Combining Physician Expertise and Women’s Lived Experience to Educate Health Professionals about Preventing Fetal Alcohol Spectrum Disorders
Important paper in Maternal and Child Health Journal, Combining Physician Expertise and Women’s Lived Experience to Educate Health Professionals about Preventing Fetal Alcohol Spectrum Disorders, was written by Saloni Sapru/Westat, Kathy Mitchell/FASD United, and Tonya McFadden/ACOG. The publication describes findings from qualitative interviews with FASD United (NOFAS at the time) speakers with lived experience and ACOG ob-gyn FASD champions to evaluate the ongoing partnership between FASD United and ACOG to co-present at Grand Round presentations. This is from earlier projects funded by CDC and the interviews were conducted from 2019–2021. This collaboration between FASD United and ACOG continues through our currently funded projects which have added additional ways to measure the impact of these co-presentations.

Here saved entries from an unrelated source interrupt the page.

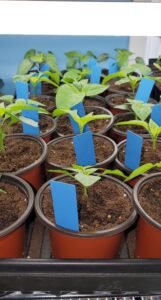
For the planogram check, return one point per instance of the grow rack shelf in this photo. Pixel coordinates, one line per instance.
(52, 278)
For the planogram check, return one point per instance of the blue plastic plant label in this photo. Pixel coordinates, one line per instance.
(112, 65)
(44, 67)
(144, 90)
(84, 149)
(95, 74)
(133, 150)
(21, 90)
(156, 114)
(81, 112)
(35, 90)
(64, 201)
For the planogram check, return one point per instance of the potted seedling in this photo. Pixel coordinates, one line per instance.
(20, 154)
(16, 203)
(46, 123)
(67, 99)
(101, 201)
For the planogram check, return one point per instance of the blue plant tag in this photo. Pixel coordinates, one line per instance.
(112, 65)
(21, 90)
(144, 89)
(133, 150)
(84, 149)
(91, 62)
(65, 205)
(156, 114)
(95, 74)
(35, 90)
(44, 67)
(81, 112)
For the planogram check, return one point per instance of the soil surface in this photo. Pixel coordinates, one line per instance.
(147, 156)
(150, 199)
(19, 153)
(62, 152)
(13, 203)
(107, 205)
(45, 125)
(64, 126)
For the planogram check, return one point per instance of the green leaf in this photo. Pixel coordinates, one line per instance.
(68, 96)
(25, 66)
(102, 57)
(30, 53)
(87, 180)
(140, 171)
(94, 89)
(114, 172)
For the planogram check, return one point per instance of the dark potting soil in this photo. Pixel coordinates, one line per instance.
(107, 205)
(150, 198)
(45, 125)
(48, 101)
(124, 128)
(13, 203)
(93, 102)
(62, 152)
(147, 156)
(64, 126)
(19, 153)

Physician Champions from the American College of Obstetricians and Gynecologists (ACOG) and trained women Speakers from FASD United, who have given birth to a child with a fetal alcohol spectrum disorder (FASD), copresent to healthcare providers (HCPs) in medical residency programs as part of an educational intervention. They present FASDs as a biological and social problem surrounded by stigma that prevent pregnant women from talking openly to their HCPs about their alcohol use or alcohol use disorder (AUD) and getting the medical help they need.
Semi-structured interviews were conducted with 10 ACOG Champions and nine FASD United Speakers and a thematic analysis assessed how the co-presentations can enhance HCPs’ understanding about FASDs and address stigma associated with alcohol use during pregnancy.
Interview findings indicated that both Champions and Speakers emphasized the need for HCPs to be nonjudgmental and create a safe space for open dialogue. They reported that residents were moved by mothers’ personal stories, wanted to understand AUD better, and asked about the type of help HCPs can offer women.
Combining physicians’ expertise with mothers’ personal stories of lived experiences of FASDs directed at residents, who are more reflective and open at this phase of their careers, moved them from a fact-based to an empathy-based approach to learning that is critical to address the stigma surrounding women who may be using alcohol or struggling with an AUD during pregnancy. Collaboration between national organizations allowed this intervention to be widely implemented across the country.